You can think of it as syntactic sugar, but actually, it's more than that. It expresses how to generate an entire collection of objects from a collection of input objects by applying a function to every element of the input.

> A Python implementation will execute the list comprehension "serially," that is, in a manner that is identical to the first version. However, the _intent_ of a list comprehension is different.
>
> Regarding "intent," consider an analogy to natural language. It is entirely correct to say, "In my first meal of the day, that is, the one that I eat shortly after I wake up in the morning, I had ..." But you can communicate your intent more quickly by saying, "For breakfast, I had ..."

Applying list comprehensions to our naïve cumulative sum:

In [None]:
def cumulative_sum__v3(x):
    return [sum(x[:i+1]) for i in range(len(x))]

cumulative_sum__v3(x)

Cute? Yes! Readable? Hmmm...


**Helper functions.** One way to make your code a little more readable is to break it up into smaller functions with meaningful names.

In our cumulative sum example, the sublist `x[:i+1]` is intended to select the elements up to `i` (inclusive). So, let's use a little (inner) helper function to communicate this intent.

> Pay attention to how this code is constructed, and in particular, what names are visible in what parts of the program.

In [None]:
def cumulative_sum__v4(x):
    def up_to(i):
        return x[:i+1]
    return [sum(up_to(i)) for i in range(len(x))]

cumulative_sum__v4(x)

### Revisions for efficiency ###

The bigger problem with our original code is its _cost_ or _running time_, which scales quadratically with the size of the input. There is a lot of redundant computation, since the partial sums overlap:

$$\begin{array}{rcl}
  y_0 & = & x_0 \\
  y_1 & = & x_0 + x_1 \\
  y_2 & = & x_0 + x_1 + x_2 \\
      & \cdots & \\
  y_{n-1} & = & x_0 + x_1 + x_2 + \cdots + x_{n-1}
\end{array}$$



As most of you would have naturally deduced, you can easily remove the redundancies by maintaining a partial sum and updating that as you generate each output element:

In [None]:
def cumulative_sum__v5(x):
    s = 0
    y = []
    for e in x:
        s += e
        y.append(s)
    return y

cumulative_sum__v5(x)

This version is reasonable. It touches every entry of `x` just once (line 4), and each time it does so, it performs one addition (line 5).
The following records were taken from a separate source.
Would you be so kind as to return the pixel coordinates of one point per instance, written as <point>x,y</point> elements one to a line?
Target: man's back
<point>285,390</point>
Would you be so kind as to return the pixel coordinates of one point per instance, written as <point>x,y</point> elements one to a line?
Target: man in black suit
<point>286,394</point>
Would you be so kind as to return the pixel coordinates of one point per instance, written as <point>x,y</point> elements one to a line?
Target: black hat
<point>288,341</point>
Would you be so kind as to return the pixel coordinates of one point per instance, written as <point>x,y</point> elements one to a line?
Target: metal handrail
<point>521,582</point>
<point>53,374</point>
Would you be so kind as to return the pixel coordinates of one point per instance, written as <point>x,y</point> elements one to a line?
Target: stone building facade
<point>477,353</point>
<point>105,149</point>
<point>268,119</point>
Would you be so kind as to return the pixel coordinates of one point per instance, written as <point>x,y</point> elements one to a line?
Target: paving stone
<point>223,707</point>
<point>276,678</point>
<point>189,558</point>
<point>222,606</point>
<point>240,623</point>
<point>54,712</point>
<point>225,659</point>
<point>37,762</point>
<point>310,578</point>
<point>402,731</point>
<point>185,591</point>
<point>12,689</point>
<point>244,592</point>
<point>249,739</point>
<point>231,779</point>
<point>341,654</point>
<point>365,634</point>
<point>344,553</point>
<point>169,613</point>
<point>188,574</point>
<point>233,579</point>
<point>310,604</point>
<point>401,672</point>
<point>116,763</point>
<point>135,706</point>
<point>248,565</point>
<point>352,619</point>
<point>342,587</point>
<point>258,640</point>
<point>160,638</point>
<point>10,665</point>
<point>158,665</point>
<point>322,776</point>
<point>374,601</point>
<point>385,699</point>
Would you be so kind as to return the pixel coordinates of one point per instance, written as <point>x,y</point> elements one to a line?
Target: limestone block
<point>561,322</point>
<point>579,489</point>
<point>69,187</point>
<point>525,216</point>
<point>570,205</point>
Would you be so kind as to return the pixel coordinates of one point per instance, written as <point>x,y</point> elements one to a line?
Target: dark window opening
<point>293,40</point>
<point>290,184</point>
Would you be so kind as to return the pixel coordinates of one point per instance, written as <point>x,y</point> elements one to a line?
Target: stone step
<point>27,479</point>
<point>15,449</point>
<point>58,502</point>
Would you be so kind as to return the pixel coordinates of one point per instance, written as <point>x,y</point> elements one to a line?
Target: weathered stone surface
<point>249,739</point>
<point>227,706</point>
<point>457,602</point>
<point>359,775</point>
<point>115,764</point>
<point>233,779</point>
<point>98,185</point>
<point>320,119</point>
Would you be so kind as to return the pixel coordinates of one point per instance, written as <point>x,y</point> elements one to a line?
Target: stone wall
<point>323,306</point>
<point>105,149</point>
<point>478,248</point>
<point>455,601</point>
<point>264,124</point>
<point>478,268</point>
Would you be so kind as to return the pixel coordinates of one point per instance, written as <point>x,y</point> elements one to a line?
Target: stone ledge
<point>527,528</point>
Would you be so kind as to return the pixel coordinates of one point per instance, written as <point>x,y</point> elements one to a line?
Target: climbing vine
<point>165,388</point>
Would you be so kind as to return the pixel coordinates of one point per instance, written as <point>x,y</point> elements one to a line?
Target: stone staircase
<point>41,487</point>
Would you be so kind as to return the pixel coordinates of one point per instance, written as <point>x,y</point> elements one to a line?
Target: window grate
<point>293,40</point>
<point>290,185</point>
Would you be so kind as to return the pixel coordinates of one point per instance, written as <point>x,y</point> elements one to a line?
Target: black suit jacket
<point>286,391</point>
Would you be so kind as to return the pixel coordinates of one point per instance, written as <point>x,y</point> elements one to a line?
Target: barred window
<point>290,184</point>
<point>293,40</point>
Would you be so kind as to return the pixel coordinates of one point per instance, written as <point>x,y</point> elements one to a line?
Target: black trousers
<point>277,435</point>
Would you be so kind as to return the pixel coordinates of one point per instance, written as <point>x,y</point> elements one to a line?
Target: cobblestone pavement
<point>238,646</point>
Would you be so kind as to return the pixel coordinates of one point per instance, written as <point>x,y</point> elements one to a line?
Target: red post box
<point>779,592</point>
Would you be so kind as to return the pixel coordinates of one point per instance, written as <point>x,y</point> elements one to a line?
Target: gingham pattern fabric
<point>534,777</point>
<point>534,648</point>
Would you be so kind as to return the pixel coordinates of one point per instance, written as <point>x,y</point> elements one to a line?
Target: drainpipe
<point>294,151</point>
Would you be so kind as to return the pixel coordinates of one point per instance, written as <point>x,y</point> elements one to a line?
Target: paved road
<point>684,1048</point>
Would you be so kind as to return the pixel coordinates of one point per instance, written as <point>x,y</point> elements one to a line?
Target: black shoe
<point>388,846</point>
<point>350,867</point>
Therefore, the total number of additions is proportional to the size of the input, $\mathcal{O}(n)$.

***********************

One minor issue is the "extra" intermediate value, `s`, which adds to what a reader has to track. Since the output list entries are themselves partial sums, once we know an output element, we know the partial sum needed to produce the next output element.

***********************

Here is a version that eliminates the use of `s`. It uses two more idiomatic forms from Python:

1. To refer to elements of a list relative to the _end_ of the list, use negative indices. For example, `y[-1]` would refer to the last element of `y`, `y[-2]` would refer to the second-to-last element of `y`, and so on.
2. This implementation "seeds" the output with a dummy partial sum that holds the value of `0`. But when we are done, we don't need that any more. To remove it, we can use the `.pop` method associated with `list` objects.

In [None]:
def cumulative_sum__v6(x):
    y = [0]
    for e in x:
        y.append(y[-1] + e)
    y.pop(0) 
    return y

print(cumulative_sum__v6(x))

> As a final tweak, you can also use _slicing_ to extract all computed elements other than the first. How? (_Answer:_ Rather than use `y.pop(0)` followed by `return y`, try `return y[1:]`.)